This week, we told you about co-creation and the tools that you need in your arsenal to make this practice work for your brand. Co-creation as we know it today taps into the insights of the consumers at the right point in the innovation process. That’s why a great majority of CEOs increasingly want customers to help define the firm’s new products and services.
As this week’s reads show, there some global brands are already taking co-creation seriously:
1. Coca-Cola uses co-creation and customization to remain relevant to Millennials.
One exciting innovation is the FreeStyle machine, a new generation of fountain dispenser. Offering over 100 products, it enables any kind of flavor mix, creating new and unique flavor combinations. It’s a big shift: out of manufacturing and into equipment innovation to enable consumer co-creation and customization. The individualized consumer experience with the products is a key Millennial expectation.
The new mobile app lets consumers save all their blends, so any Freestyle machine will know their favorite flavor combo. Data based on user feedback on the Freestyle, combined with technical monitoring which provides Coke with insight on product, consumer engagement and new dispenser opportunities.

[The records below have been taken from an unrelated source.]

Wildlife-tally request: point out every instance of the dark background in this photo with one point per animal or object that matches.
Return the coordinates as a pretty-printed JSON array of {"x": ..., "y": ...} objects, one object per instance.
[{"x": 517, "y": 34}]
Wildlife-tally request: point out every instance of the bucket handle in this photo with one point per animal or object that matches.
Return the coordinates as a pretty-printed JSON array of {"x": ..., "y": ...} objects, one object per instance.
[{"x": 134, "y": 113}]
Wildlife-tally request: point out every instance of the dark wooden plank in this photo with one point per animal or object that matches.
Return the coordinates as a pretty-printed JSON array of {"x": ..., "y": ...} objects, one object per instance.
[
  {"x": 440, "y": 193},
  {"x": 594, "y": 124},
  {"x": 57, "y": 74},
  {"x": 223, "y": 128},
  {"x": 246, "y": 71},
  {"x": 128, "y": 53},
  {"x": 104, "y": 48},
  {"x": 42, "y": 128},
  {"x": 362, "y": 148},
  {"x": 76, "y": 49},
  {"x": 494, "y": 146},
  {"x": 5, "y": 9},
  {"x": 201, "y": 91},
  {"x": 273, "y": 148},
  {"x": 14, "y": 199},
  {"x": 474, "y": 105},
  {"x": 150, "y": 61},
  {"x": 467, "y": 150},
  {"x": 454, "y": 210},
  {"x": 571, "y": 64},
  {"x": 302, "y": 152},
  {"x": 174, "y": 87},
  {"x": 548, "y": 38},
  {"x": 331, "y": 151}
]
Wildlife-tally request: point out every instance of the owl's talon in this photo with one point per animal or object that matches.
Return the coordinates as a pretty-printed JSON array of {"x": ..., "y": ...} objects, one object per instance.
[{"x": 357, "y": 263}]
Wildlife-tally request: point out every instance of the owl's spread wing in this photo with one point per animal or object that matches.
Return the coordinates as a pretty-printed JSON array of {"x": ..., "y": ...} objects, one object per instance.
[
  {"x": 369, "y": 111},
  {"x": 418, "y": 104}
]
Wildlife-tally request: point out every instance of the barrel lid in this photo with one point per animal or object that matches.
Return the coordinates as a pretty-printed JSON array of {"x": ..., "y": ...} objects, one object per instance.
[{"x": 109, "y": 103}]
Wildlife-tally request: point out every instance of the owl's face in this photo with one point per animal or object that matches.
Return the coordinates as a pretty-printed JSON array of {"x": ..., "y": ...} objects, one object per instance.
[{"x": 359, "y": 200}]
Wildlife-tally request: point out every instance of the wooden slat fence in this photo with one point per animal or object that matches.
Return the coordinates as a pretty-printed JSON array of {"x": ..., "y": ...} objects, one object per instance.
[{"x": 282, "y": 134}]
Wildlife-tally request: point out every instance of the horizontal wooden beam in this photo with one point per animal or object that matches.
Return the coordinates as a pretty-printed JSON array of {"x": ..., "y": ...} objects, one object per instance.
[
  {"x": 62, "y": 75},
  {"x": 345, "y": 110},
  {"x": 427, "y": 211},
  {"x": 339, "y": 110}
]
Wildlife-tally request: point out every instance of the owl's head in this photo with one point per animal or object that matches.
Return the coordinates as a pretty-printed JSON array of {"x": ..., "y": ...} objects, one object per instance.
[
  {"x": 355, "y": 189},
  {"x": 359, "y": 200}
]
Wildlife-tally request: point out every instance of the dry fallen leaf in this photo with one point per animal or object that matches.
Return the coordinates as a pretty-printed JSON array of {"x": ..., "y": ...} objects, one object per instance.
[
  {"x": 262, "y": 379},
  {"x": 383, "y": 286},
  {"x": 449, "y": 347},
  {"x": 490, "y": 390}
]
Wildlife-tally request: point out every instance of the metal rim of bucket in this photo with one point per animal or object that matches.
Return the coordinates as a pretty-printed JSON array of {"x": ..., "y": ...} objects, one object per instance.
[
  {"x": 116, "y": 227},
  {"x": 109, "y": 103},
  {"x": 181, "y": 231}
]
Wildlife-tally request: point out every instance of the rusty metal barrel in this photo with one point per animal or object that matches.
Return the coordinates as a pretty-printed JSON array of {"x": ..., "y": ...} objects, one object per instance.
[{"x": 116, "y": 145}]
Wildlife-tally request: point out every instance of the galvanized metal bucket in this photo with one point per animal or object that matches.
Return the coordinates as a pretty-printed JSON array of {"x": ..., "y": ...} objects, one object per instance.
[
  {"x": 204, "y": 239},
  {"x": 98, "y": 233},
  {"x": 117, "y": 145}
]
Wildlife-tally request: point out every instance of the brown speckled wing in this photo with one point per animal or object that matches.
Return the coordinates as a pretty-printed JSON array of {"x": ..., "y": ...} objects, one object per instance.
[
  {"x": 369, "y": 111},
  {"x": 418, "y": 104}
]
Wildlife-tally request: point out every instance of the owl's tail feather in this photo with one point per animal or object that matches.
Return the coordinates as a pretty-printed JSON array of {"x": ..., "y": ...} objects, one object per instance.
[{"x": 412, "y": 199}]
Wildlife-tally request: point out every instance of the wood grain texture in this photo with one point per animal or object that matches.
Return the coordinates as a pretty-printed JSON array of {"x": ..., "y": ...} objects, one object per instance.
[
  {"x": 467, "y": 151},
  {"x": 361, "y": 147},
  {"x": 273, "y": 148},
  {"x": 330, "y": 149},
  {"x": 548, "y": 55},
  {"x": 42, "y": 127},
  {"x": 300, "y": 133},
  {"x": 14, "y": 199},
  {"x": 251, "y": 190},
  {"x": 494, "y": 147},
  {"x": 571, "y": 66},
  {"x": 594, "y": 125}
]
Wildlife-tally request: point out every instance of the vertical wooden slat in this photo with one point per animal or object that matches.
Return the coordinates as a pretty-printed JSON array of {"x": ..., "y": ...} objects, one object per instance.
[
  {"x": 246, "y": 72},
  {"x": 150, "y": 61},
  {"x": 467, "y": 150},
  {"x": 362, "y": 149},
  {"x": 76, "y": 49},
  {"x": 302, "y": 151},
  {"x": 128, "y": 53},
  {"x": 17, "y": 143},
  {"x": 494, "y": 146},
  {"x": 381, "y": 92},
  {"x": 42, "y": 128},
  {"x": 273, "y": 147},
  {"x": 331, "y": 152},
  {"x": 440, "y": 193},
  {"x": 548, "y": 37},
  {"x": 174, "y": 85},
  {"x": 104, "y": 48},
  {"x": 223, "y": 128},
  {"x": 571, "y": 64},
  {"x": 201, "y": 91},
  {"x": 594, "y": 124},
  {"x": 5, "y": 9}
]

It is real-time consumer co-creation with the potential to develop completely new markets for the company. – Avi Dan on Forbes
- Microsoft uses co-creation to create award-winning ad formats.
Microsoft has worked with consumers to co-create ad formats that it says will be more engaging and provide better value than current online ads…Speaking to Marketing Week at Cannes Lions, Microsoft VP of advertising and online, Andy Hart said: “We’re right to put people right at the heart [of advertising].”
Hart added Microsoft will continue to stand “side by side” with consumers, researchers and user experience developers to discover how brands should develop their messages.
Microsoft asked the groups what role different technologies plays in their lives, how brands earn loyalty or irritate them and how technology pays a role in the decision making and purchase journey.
The company then used “laddering” and other ethnographic techniques to determine points of friction in the buying process and then brainstormed how consumers would create better advertising using technology – such as Windows 8, Skype, MSN and Surface. – Rosie Baker on MarketingWeek
- Top brands—from FedEx to General Electric—are taking crowdsourcing to a whole new level through co-creation.
Co-creation is well suited to better deliver on customer needs, at lower product development costs and risks. Some notable examples of co-creation (as highlighted in the Harvard Business Review) include:
Problem: How to ensure on-time, zero-defect delivery of live tissues for organ donation.
Solution: With external medical staff and suppliers, FedEx developed a sophisticated logistics technology that manages key variables like location, temperature and pressure.
Problem: How to extract Alberta’s heavy oil in an environmentally friendly, low-cost way.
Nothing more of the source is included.